Hymn melodies for the whole year from the Sarum service-books does not list this day, in some traditions known as "The Feast of Christ the King," as a feast day.

There is good reason for that. According to this Wikipedia page, "Pope Pius XI instituted the Feast of Christ the King in 1925, in response to growing nationalism and secularism. In Pope John XXIII's 1960 revision of the Calendar, the date and title remained the same and, in the new simpler ranking of feasts, it was classified as a feast of the first class." So this is too recent a development to have been included in the medieval Sarum calendar.

And in fact, the 1979 Book of Common Prayer does not list this day as a feast day, either; it's simply "The Last Sunday After Pentecost" - the Sunday before Advent starts.

So, to celebrate this non-feast day, I will post part of this article from the newsletter The Angelus, by Stephen Gerth, Rector of the Church of St. Mary the Virgin:
The Episcopal Church does not call the last Sunday of the Church year “Christ the King.” In our Prayer Book it is simply “The Last Sunday after Pentecost.” Yes, our prayers and lessons are about the kingship of Christ. At Solemn Mass and at Evensong we will sing some of the greatest hymns on this theme. I think our Episcopal Church’s particular decision merits wider and greater appreciation.

Since its earliest days the Church has had a feast of the kingship of Christ. It’s Epiphany, which along with Easter, Pentecost and Christmas are the great ancient celebrations of the Church. Note that aside from Trinity Sunday, the liturgical tradition does not have thematic Sunday observances. Our celebrations are rooted in the historical events of Jesus’ life, death and resurrection. Our days and our lives find their meaning in his life, in his gospel.

The Christian community is plagued, world without end, not only by anachronism – reading the present into the past, it’s also plagued by amnesia – forgetting what has been. In origin, Christ the King wasn’t about Christ; it was about the pope. I have a hunch that some leaders of our Church remembered this as the 1979 Book of Common Prayer was being created.

In 1925, Pope Pius XI had yet to make the treaty with Mussolini that would turn the Vatican into an independent city state. Like all popes since the loss of Rome in 1870, he considered himself a prisoner of the Vatican. His encyclical Quas Primas proclaimed the celebration of Christ the King and fixed it on the last Sunday in October. The pope gave a very clear reason for its institution: to fight anti-clericalism. I think it’s fair to say that the liturgical reformers of the 1960s and 1970s quietly ignored its origins. They moved the feast to the end of the Church year with a focus on the time when God will be all in all.

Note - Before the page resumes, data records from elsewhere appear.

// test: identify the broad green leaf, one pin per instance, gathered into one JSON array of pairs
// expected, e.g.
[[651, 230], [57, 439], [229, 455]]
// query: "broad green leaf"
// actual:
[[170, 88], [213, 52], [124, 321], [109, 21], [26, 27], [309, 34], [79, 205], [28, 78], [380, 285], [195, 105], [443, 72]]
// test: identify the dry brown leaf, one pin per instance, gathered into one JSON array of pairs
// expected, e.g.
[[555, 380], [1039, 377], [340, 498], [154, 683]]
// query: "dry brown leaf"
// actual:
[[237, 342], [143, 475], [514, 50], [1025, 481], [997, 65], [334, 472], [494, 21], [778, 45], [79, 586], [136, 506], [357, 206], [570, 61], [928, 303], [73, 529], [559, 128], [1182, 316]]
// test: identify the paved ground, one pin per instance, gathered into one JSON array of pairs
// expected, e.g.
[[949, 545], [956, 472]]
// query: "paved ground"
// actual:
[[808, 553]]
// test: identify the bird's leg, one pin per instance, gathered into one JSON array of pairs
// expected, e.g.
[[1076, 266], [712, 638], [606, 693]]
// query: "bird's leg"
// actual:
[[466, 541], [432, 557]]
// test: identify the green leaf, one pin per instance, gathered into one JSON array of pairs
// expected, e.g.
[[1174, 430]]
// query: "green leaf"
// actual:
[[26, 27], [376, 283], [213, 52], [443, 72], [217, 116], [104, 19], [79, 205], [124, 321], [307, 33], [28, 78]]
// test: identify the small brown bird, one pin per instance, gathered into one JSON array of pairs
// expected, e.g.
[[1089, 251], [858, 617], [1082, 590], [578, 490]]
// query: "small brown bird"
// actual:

This parish, like the Episcopal Church, stands for a particular theological and historical Christianity. We are certainly not perfect. But since I encountered the Episcopal Church and the Anglican tradition in college it seemed to me then, and still does, to embrace what is best of the Catholic and Protestant experience. Our commitment to Christ as Anglican Christians has survived monarchs, revolutions and civil wars. We found a way to end slavery. We are working to find ways to welcome all into the life of God’s Church. We continue to work for conversion, justice and freedom. Episcopalians care and give to help those who are hungry, to those who will never have the capacity in this life to take care of themselves. We try to tell the truth about what has been and what we believe God plans in his love for us. I am very proud to be an Episcopalian.

2 comments:

Steven P. Cornett said...

The Usus Antiquitor Latin Mass doesn't have the Last Week of Pentecost be Christ the King, but instead takes the Gospel from the Olivet Discourse in Matthew to focus us on the coming Second Advent of our Lord.

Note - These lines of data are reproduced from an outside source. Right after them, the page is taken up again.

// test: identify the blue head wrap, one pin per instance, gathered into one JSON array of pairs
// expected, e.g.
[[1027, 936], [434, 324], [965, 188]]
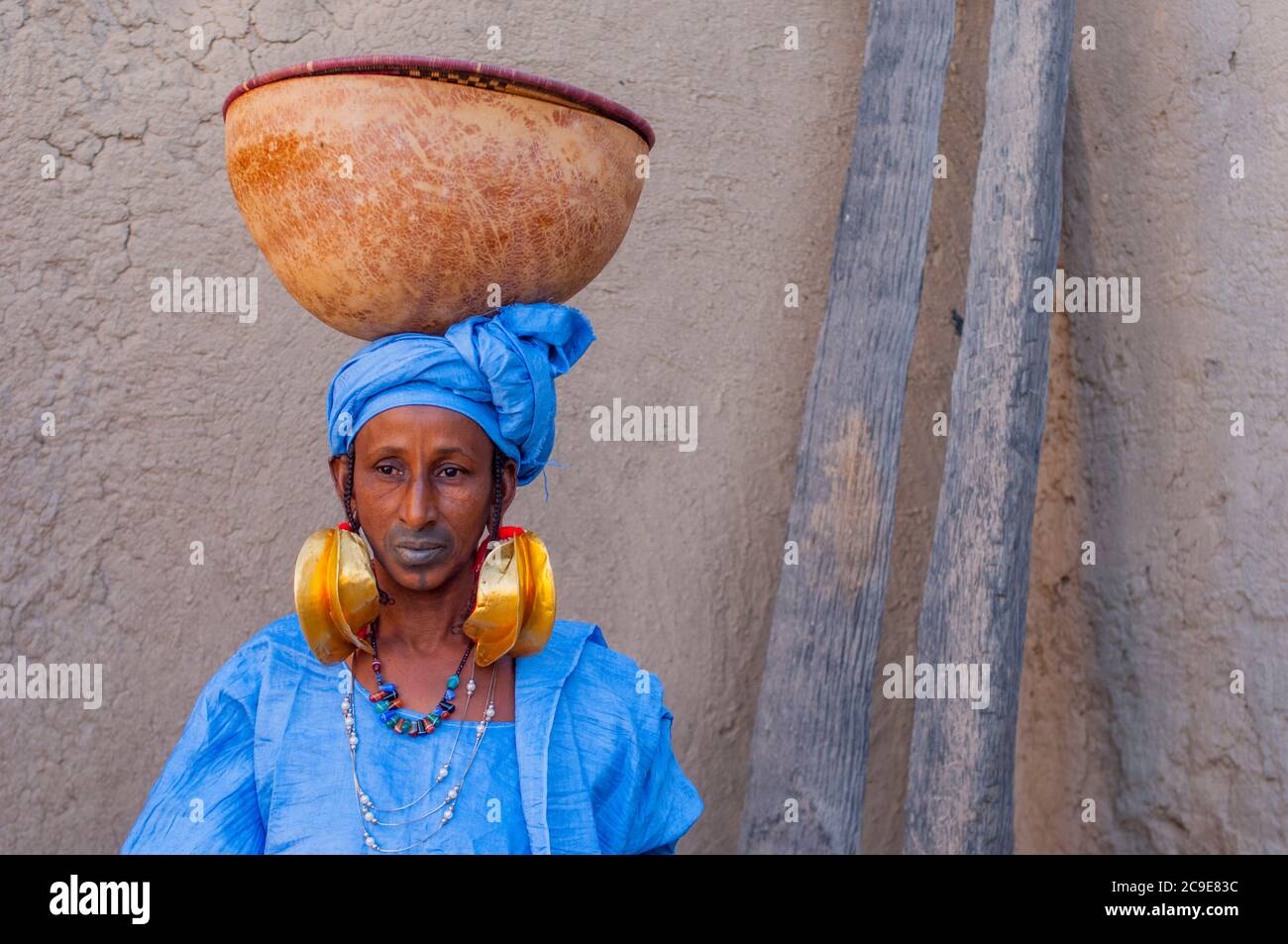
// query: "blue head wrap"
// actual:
[[497, 369]]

In a way, most of the Sundays in November are a focus on the coming of the Lord. Even the readings from the traditional Matins focus in the last week on reading, often in one passage, the Minor Prophets.

bls said...

Thanks, Steven. I will need to look up "Olivet Discourse" - and is "Usus Antiquior" the name being used for the EF of the mass currently, or was that name an historical usage as well?

You are right about November; at one time, Advent (although it wasn't called that then) began on the day after The Feast of St. Martin of Tours, November 11, and all the readings began focusing on the "Last Things."